Senin yüzünü görmedikten sonra tut ki yüzlerce dünya görmüşüm; ne çıkar? Senin sözün olmadıktan, senden bahsedilmedikten sonra tut ki sırrın da sırrını duymuşum; ne faydası var?
Seni ne Âdem rüyasında gördü, ne soyu-sopu; güzelliğini kimlere sorayım, tut ki herkese sormuşum, kim anlatacak?
A gözlülerden bile gizli olan, seninle buluşamadıktan sonra tut ki cennette ebediyim, hurilerle eşim, devlet yâr olmuş bana; ne anlarım bunlardan?
Her an, senin şekerler gibi tatlı öfkeni görmedikten, ballar gibi tatlı nâzını çekmedikten sonra tut ki mana padişahlarına bile nazlanmışım, onlar bile nâzımı çekiyorlar; ne fayda?
Ayrılık bulutu senin ay yüzünü örttükten sonra o bulut, tut ki başıma inciler, mücevherler yağdırmış, ne kârım var?
Sarhoşlara mum da senin yüzün, sevgili de; yüzünü görmedikten sonra her yan, yüzbinlerce şarap küpüğüyle dolmuş, ne çıkar bundan?
Hızır, ben yokken senin yüzünü görürse eyvahlar olsun bana; fakat yüzünü görmezse tut ki her an âbıhayat içiyor; ne faydası var?
Şu aşağılık büyücü karı, şu dünya, mademki yokolup gidecek bir gün; tahtını, bahtını, dünya hazinelerini bana bağışlamışlar say; ne olur ki yani?
Tâ önüne ön olmıyan demde gerçeklerin canları, senin yoluna dökülüp saçılmış; yüzünü görmedikten sonra tut ki bu saçları ben toplamışım; elime ne geçer ki?

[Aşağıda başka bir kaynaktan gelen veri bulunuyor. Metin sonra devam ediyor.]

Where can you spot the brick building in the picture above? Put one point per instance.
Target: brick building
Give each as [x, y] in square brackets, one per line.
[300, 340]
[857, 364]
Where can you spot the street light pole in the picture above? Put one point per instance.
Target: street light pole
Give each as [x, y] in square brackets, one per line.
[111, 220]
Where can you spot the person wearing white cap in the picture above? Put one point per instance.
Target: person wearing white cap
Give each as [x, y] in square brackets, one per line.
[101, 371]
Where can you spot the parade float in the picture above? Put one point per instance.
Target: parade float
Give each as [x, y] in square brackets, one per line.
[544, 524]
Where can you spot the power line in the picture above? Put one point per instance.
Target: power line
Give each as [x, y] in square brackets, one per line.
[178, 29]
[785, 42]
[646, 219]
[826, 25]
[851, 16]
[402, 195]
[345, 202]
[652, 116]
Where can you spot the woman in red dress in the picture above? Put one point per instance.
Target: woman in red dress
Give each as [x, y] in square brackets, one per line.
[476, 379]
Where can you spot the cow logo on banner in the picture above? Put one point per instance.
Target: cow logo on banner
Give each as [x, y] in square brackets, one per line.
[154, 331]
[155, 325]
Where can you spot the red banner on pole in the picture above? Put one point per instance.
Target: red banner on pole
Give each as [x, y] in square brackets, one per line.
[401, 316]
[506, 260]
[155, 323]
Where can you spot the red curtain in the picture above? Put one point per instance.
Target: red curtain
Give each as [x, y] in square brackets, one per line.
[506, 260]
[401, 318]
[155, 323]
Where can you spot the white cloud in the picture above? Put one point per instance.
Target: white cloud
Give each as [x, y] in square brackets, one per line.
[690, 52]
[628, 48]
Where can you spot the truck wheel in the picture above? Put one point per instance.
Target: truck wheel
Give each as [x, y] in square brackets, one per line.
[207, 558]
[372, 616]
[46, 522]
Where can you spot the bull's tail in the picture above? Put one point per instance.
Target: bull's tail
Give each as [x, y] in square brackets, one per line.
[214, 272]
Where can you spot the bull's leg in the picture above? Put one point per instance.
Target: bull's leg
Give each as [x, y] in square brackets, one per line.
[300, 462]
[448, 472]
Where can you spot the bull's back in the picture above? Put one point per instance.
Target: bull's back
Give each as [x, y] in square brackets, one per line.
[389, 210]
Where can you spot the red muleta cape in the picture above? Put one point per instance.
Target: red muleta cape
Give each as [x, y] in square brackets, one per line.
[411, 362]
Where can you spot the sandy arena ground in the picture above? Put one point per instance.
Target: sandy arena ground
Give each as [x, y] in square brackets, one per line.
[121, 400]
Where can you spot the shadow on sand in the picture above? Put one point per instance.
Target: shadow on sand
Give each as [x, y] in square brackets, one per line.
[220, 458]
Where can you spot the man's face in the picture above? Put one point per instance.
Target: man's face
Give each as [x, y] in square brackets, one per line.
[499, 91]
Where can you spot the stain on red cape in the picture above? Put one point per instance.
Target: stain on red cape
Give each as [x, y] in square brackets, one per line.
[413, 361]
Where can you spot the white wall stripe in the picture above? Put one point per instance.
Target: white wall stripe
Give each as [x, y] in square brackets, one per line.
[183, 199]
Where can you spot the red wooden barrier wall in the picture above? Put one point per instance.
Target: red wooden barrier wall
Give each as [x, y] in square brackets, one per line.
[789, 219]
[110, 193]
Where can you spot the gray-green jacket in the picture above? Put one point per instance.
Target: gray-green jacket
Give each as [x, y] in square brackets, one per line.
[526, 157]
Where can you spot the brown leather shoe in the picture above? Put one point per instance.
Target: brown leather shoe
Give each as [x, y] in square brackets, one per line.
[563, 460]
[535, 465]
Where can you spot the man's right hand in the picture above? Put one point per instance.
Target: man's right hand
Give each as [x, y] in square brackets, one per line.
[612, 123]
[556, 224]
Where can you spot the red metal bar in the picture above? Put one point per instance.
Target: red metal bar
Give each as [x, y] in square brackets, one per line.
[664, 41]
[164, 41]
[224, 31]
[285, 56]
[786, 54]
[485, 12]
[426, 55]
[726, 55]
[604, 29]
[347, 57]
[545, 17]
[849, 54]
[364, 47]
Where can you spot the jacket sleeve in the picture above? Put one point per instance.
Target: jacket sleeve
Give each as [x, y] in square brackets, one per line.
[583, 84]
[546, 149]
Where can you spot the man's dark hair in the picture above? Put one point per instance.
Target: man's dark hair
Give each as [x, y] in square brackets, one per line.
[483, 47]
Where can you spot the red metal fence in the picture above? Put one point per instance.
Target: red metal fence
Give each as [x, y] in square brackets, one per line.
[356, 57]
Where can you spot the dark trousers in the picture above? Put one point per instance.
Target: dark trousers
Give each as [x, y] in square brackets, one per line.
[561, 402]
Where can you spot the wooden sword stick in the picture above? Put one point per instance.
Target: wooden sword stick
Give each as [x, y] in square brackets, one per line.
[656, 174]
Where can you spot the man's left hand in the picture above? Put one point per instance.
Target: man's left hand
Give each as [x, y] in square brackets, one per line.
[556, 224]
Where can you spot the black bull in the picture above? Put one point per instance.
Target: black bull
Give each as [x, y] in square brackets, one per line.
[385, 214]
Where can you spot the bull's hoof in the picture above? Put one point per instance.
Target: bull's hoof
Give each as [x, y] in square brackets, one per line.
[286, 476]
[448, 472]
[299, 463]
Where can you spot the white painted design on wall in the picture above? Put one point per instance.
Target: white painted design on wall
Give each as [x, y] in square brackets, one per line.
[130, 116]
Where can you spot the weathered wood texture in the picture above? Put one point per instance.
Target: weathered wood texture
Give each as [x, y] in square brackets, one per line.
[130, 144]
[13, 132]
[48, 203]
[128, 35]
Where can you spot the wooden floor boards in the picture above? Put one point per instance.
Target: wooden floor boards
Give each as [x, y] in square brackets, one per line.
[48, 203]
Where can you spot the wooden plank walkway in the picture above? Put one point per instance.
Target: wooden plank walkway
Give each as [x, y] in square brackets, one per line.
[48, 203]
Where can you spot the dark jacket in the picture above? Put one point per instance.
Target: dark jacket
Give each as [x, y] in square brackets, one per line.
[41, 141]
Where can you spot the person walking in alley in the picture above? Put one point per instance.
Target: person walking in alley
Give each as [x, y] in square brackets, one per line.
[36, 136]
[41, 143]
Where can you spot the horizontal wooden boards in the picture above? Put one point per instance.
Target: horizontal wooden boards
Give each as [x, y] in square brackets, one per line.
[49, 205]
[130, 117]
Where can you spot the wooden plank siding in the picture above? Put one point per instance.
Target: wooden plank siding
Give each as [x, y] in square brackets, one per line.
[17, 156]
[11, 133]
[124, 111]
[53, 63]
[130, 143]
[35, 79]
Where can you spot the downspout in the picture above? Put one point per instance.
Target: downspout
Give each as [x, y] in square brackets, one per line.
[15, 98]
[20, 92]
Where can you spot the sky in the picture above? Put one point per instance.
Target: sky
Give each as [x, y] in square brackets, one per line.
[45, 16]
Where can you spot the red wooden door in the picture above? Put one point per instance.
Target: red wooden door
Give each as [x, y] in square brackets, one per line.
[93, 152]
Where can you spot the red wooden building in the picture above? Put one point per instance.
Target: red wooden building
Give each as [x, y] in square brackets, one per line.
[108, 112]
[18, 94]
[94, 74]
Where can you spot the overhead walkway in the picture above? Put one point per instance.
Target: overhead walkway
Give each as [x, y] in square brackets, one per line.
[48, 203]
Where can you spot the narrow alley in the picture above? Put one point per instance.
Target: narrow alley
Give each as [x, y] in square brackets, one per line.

Şu can Mısır'ımın azizi, senin yüzünü görmedikten sonra tut ki iki günde bir şeker dudaklı bir Yûsuf satınalmış; ne çıkar bundan?
Derdimden, çakmak taşıyla demirden her an, bir kıvılcım çakıp durmada; o kıvılcım çakmazsa gök gürlemiş şimşek çakmış bana ne?
O deli-divaneyi bir gececik şu zincire konuk et; senin saçlarına sarılmaz, onları dağıtmazsa tut ki kendisi darmadağan olmuş; ne işe yarar?
Senin aşkın yüzünden bütün dünya, kötülüğümü söylese pervâm yok; tut ki bir gerçek hakkında binlerce yalan söylenmiş, bir doğruya yüzlerce iftira edilmiş; nolur yâni?
Ayrılığınla iki dünyada da en mazlûm biri varsa o da benim; artık zâlim, tut ki seni mazlûmundan feryat ediyor varsın etsin.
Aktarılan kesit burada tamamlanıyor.